Up Education also providers pathway programmes through which international students can transition to English speaking universities in New Zealand and Australia.
The company was one of two business divisions that made up Academic Colleges Group (ACG), which PEP acquired for a reported NZD 500m (USD 328m). Within four years, the larger K-12 education division had been sold to global private school operator Inspired Education Group. PEP recovered its principal on that divestment alone.
Up Education’s subsequent growth has been driven in part through M&A. The continuation fund includes a portion of new capital to support future bolt-on acquisitions.
The successful launch of the continuation fund means PEP’s fifth fund is now fully realised. Returns on each of the eight investments range from 1.7x to 4.1x. The firm is currently deploying Fund VI, which closed on AUD 2.5bn in 2020.
PEP made its first foray into the continuation fund space in late 2021 with Intellihub, the debut investment under its secure assets strategy, which focuses on businesses that generate infrastructure-like annuity income yet offer opportunities for PE-style operational improvement.
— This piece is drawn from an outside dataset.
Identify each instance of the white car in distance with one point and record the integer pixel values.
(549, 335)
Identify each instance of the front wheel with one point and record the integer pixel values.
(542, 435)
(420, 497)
Over the course of a four-year holding period, the smart metre provider was not only being de-risked – the company had scaled significantly – it was also becoming core infrastructure. Brookfield Asset Management bought a 50% stake at an enterprise value of AUD 3.2bn and the other 50% was transferred into a single-asset continuation fund. PEP’s return was 5.2x.
Other Australian GPs have also explored the structure. For example, Quadrant Private Equity has raised a AUD 255m single asset continuation fund – anchored by existing LPs Future Fund and Roc Partners – for automotive after-market services provider MotorOne at the end of last year.